The Dahme flows into the Langer See from the Zeuthener See, at the south-east end of the lake by the Berlin suburb of Schmöckwitz. It flows out to the north-west near Köpenick and its confluence with the River Spree. At Schmöckwitz the Langer See also mingles with the Seddinsee.

Like the River Dahme, the Langer See is navigable. Besides traffic to the upstream reaches of the Dahme, the lake also carries traffic to the Oder-Spree Canal, which links with the Seddinsee and provides a commercial waterway link between Berlin and Poland.

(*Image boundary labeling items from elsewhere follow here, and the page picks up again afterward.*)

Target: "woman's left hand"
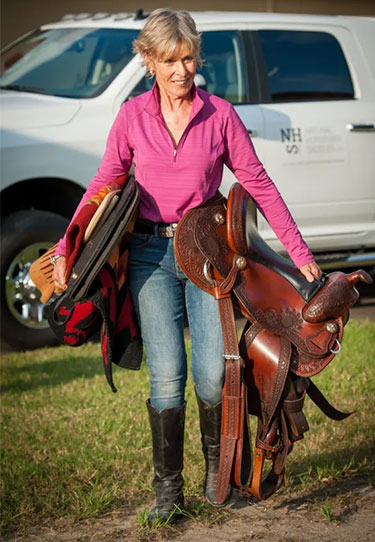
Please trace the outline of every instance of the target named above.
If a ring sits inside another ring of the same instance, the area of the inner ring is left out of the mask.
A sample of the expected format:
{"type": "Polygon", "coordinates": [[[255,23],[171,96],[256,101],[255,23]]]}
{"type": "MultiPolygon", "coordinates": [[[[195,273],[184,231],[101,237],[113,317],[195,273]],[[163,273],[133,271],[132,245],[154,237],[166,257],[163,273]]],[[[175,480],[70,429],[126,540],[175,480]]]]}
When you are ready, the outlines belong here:
{"type": "Polygon", "coordinates": [[[316,262],[306,263],[299,270],[309,282],[313,282],[314,279],[320,280],[323,275],[322,270],[316,262]]]}

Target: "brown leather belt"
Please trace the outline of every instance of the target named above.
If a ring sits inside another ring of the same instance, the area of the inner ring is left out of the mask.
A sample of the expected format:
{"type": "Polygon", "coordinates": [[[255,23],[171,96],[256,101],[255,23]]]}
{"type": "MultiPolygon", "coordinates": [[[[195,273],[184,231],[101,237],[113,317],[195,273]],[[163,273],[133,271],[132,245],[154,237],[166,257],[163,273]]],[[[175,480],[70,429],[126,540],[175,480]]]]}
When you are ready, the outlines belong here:
{"type": "Polygon", "coordinates": [[[178,222],[152,222],[144,218],[138,218],[134,225],[134,231],[137,233],[147,233],[155,237],[174,237],[178,222]]]}

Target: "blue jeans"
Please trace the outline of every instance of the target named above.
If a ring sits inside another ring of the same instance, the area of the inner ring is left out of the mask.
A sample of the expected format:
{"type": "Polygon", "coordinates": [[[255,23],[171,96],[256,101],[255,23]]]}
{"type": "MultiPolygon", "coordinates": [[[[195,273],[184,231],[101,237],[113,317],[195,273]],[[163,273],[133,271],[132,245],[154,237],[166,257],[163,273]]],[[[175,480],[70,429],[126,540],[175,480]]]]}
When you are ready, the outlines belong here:
{"type": "Polygon", "coordinates": [[[220,402],[224,346],[218,303],[187,279],[175,259],[173,239],[133,233],[129,278],[150,371],[152,406],[160,411],[185,401],[184,299],[197,393],[210,405],[220,402]]]}

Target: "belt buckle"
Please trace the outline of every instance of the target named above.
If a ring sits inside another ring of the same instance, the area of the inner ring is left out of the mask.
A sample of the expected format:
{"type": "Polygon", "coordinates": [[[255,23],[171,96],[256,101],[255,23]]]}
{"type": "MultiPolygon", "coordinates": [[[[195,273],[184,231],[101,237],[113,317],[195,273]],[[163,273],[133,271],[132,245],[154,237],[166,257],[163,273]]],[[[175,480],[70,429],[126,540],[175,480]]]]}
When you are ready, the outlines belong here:
{"type": "Polygon", "coordinates": [[[174,234],[177,230],[178,222],[172,222],[171,224],[168,224],[168,226],[160,226],[159,228],[159,235],[160,237],[174,237],[174,234]]]}

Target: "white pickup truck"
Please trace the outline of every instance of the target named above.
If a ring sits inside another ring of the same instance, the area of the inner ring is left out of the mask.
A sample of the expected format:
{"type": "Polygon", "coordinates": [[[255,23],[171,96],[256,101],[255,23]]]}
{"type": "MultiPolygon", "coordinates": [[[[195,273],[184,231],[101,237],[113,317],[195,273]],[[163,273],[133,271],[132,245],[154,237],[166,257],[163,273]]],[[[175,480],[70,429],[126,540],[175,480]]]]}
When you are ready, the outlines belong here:
{"type": "MultiPolygon", "coordinates": [[[[193,16],[205,59],[196,83],[235,105],[318,260],[373,265],[375,19],[193,16]]],[[[121,104],[152,84],[132,53],[145,17],[65,16],[3,51],[1,320],[12,347],[53,340],[30,263],[65,230],[121,104]]],[[[226,171],[223,192],[233,180],[226,171]]]]}

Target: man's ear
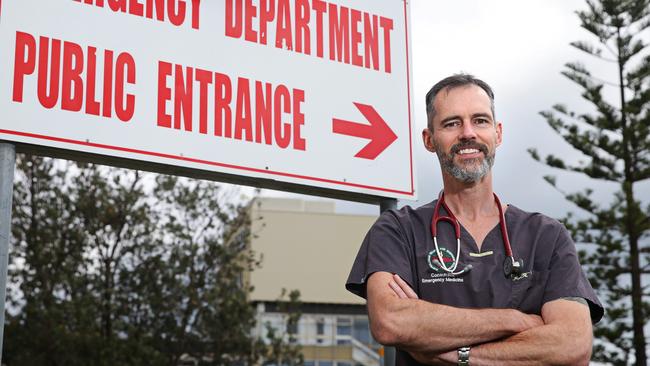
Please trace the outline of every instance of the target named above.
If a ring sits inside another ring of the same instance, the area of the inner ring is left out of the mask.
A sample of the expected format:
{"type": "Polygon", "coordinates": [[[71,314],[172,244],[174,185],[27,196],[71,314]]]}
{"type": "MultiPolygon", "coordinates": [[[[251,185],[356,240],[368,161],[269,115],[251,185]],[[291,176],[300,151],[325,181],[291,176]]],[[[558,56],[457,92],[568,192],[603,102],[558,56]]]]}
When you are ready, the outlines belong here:
{"type": "Polygon", "coordinates": [[[436,148],[433,145],[433,133],[428,128],[422,130],[422,142],[424,143],[424,148],[436,152],[436,148]]]}
{"type": "Polygon", "coordinates": [[[497,146],[500,146],[501,143],[503,142],[503,124],[501,122],[497,122],[496,129],[497,129],[497,146]]]}

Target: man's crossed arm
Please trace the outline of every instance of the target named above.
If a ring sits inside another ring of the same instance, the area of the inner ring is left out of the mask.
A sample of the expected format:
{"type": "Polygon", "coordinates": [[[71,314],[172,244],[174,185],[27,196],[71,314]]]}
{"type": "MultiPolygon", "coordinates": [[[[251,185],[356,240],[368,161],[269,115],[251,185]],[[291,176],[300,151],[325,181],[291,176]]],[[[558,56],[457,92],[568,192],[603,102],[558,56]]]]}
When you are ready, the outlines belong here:
{"type": "Polygon", "coordinates": [[[456,350],[471,346],[472,365],[587,365],[589,308],[568,300],[544,304],[542,316],[514,309],[463,309],[417,299],[399,276],[376,272],[367,282],[375,339],[416,360],[455,365],[456,350]]]}

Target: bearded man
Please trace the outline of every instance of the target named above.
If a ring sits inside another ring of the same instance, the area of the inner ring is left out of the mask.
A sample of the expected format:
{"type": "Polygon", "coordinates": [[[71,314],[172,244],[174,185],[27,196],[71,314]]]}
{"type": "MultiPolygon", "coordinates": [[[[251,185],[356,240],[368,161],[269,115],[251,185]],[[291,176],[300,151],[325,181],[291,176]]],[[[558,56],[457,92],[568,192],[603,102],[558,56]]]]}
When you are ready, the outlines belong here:
{"type": "Polygon", "coordinates": [[[375,339],[397,348],[397,365],[587,365],[603,307],[566,228],[494,194],[492,89],[453,75],[426,106],[443,190],[382,214],[346,283],[367,299],[375,339]]]}

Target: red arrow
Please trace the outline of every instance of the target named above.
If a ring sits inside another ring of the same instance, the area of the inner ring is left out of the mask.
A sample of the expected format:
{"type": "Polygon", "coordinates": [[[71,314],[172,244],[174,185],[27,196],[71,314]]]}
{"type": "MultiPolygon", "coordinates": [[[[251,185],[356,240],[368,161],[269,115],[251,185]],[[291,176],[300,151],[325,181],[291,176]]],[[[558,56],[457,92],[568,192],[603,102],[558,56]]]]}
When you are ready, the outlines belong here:
{"type": "Polygon", "coordinates": [[[393,141],[397,140],[397,136],[393,130],[388,127],[386,121],[381,118],[375,108],[361,103],[354,103],[354,105],[357,106],[357,109],[359,109],[361,114],[366,117],[370,124],[367,125],[364,123],[333,118],[332,132],[341,135],[370,139],[370,142],[355,156],[357,158],[375,160],[379,154],[393,143],[393,141]]]}

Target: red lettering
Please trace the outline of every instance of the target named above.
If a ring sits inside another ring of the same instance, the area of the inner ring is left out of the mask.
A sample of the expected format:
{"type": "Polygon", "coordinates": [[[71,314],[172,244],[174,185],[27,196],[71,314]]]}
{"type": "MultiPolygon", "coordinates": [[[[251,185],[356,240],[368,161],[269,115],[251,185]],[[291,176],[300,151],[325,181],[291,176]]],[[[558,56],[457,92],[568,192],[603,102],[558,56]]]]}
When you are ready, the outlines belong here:
{"type": "Polygon", "coordinates": [[[279,85],[275,89],[273,96],[273,130],[275,132],[275,143],[279,147],[286,149],[291,142],[291,124],[282,123],[282,112],[291,113],[291,101],[289,100],[289,90],[284,85],[279,85]]]}
{"type": "Polygon", "coordinates": [[[311,4],[316,12],[316,56],[323,57],[323,14],[326,11],[325,2],[314,0],[311,4]]]}
{"type": "Polygon", "coordinates": [[[361,32],[359,32],[359,23],[361,22],[361,12],[350,10],[350,33],[352,47],[352,65],[363,66],[363,58],[359,54],[359,44],[361,44],[361,32]]]}
{"type": "Polygon", "coordinates": [[[88,47],[86,68],[86,113],[99,116],[99,102],[95,100],[95,79],[97,77],[97,49],[88,47]]]}
{"type": "Polygon", "coordinates": [[[144,14],[144,6],[138,0],[129,1],[129,14],[142,16],[144,14]]]}
{"type": "Polygon", "coordinates": [[[260,3],[260,43],[266,44],[267,25],[275,19],[275,0],[261,0],[260,3]],[[268,6],[267,6],[268,4],[268,6]]]}
{"type": "Polygon", "coordinates": [[[248,79],[237,78],[237,107],[235,109],[235,138],[241,140],[242,132],[246,132],[246,141],[253,141],[253,125],[251,121],[251,92],[248,79]]]}
{"type": "Polygon", "coordinates": [[[293,148],[305,150],[306,141],[300,135],[300,129],[305,124],[305,115],[300,110],[300,105],[305,101],[305,91],[293,89],[293,148]]]}
{"type": "Polygon", "coordinates": [[[113,51],[106,50],[104,52],[104,98],[102,104],[104,105],[102,116],[110,117],[113,109],[113,51]]]}
{"type": "Polygon", "coordinates": [[[158,126],[171,128],[172,116],[167,114],[165,106],[172,99],[172,90],[167,87],[167,77],[172,74],[172,64],[158,62],[158,126]]]}
{"type": "Polygon", "coordinates": [[[126,11],[126,0],[107,0],[108,6],[113,11],[126,11]]]}
{"type": "Polygon", "coordinates": [[[309,2],[307,0],[296,1],[296,52],[311,53],[309,34],[309,2]],[[304,51],[303,51],[304,50],[304,51]]]}
{"type": "Polygon", "coordinates": [[[117,56],[115,62],[115,115],[122,122],[127,122],[135,113],[135,95],[127,94],[124,100],[124,73],[126,82],[135,84],[135,60],[133,56],[124,52],[117,56]]]}
{"type": "Polygon", "coordinates": [[[147,0],[147,10],[146,10],[146,17],[149,19],[153,19],[153,9],[154,9],[154,1],[155,1],[155,9],[156,9],[156,20],[159,21],[164,21],[165,20],[165,0],[147,0]]]}
{"type": "Polygon", "coordinates": [[[242,34],[242,0],[226,0],[226,36],[240,38],[242,34]],[[233,1],[235,6],[233,7],[233,1]]]}
{"type": "Polygon", "coordinates": [[[61,109],[77,112],[83,105],[84,54],[81,47],[72,42],[63,43],[63,80],[61,81],[61,109]]]}
{"type": "Polygon", "coordinates": [[[363,35],[364,35],[364,50],[366,60],[365,66],[367,68],[373,68],[379,70],[379,37],[377,27],[377,16],[372,16],[372,22],[370,21],[370,14],[363,14],[363,35]]]}
{"type": "Polygon", "coordinates": [[[232,137],[232,84],[228,75],[214,74],[214,134],[232,137]],[[224,131],[225,129],[225,131],[224,131]]]}
{"type": "Polygon", "coordinates": [[[208,84],[212,84],[212,72],[196,69],[199,82],[199,132],[208,133],[208,84]]]}
{"type": "Polygon", "coordinates": [[[273,119],[271,118],[271,99],[273,93],[271,91],[271,84],[265,83],[262,89],[262,82],[255,82],[255,142],[258,144],[262,142],[262,135],[264,135],[264,143],[271,145],[272,125],[273,119]],[[266,97],[264,97],[266,95],[266,97]]]}
{"type": "Polygon", "coordinates": [[[278,0],[278,21],[275,30],[275,47],[293,49],[291,12],[288,0],[278,0]]]}
{"type": "Polygon", "coordinates": [[[384,70],[390,74],[390,31],[393,30],[393,20],[381,17],[379,19],[379,26],[384,29],[384,70]]]}
{"type": "Polygon", "coordinates": [[[201,0],[192,0],[192,28],[194,29],[199,29],[199,19],[201,18],[199,16],[200,2],[201,0]]]}
{"type": "Polygon", "coordinates": [[[14,102],[23,101],[25,75],[31,75],[36,68],[36,40],[31,34],[16,32],[16,53],[14,57],[14,102]]]}
{"type": "Polygon", "coordinates": [[[192,84],[194,70],[187,67],[187,77],[183,76],[183,66],[174,68],[174,128],[181,129],[181,117],[185,131],[192,131],[192,84]]]}
{"type": "Polygon", "coordinates": [[[38,100],[45,108],[52,108],[59,100],[59,69],[61,65],[61,41],[52,40],[52,62],[50,63],[50,73],[48,77],[48,59],[50,49],[50,39],[47,37],[39,38],[38,50],[38,100]],[[50,82],[48,90],[47,82],[50,82]]]}
{"type": "Polygon", "coordinates": [[[179,26],[183,24],[183,21],[185,20],[185,10],[187,5],[185,4],[184,1],[179,1],[178,2],[178,8],[174,6],[176,1],[167,1],[167,17],[169,17],[169,21],[176,26],[179,26]]]}
{"type": "Polygon", "coordinates": [[[330,60],[350,63],[348,8],[341,6],[340,17],[335,4],[329,4],[330,60]],[[343,61],[342,61],[343,60],[343,61]]]}
{"type": "Polygon", "coordinates": [[[253,29],[253,18],[257,17],[257,8],[253,5],[252,0],[244,1],[246,1],[244,39],[250,42],[257,42],[257,32],[253,29]]]}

The Langer See is crossed by two of Berlin's passenger ferries that are operated by the BVG, the municipal transport operator. The F12 crosses from Müggelbergallee (in Köpenick) to Wassersportallee (in Grünau), and operates all year. The F21 crosses from Krampenburg via Große Krampe (both in Müggelheim) to Zum Seeblick (in Schmöckwitz), and operates only in summer.

The regatta course on the Langer See at Grünau was used for the Olympic canoeing and rowing events at the 1936 Summer Olympics.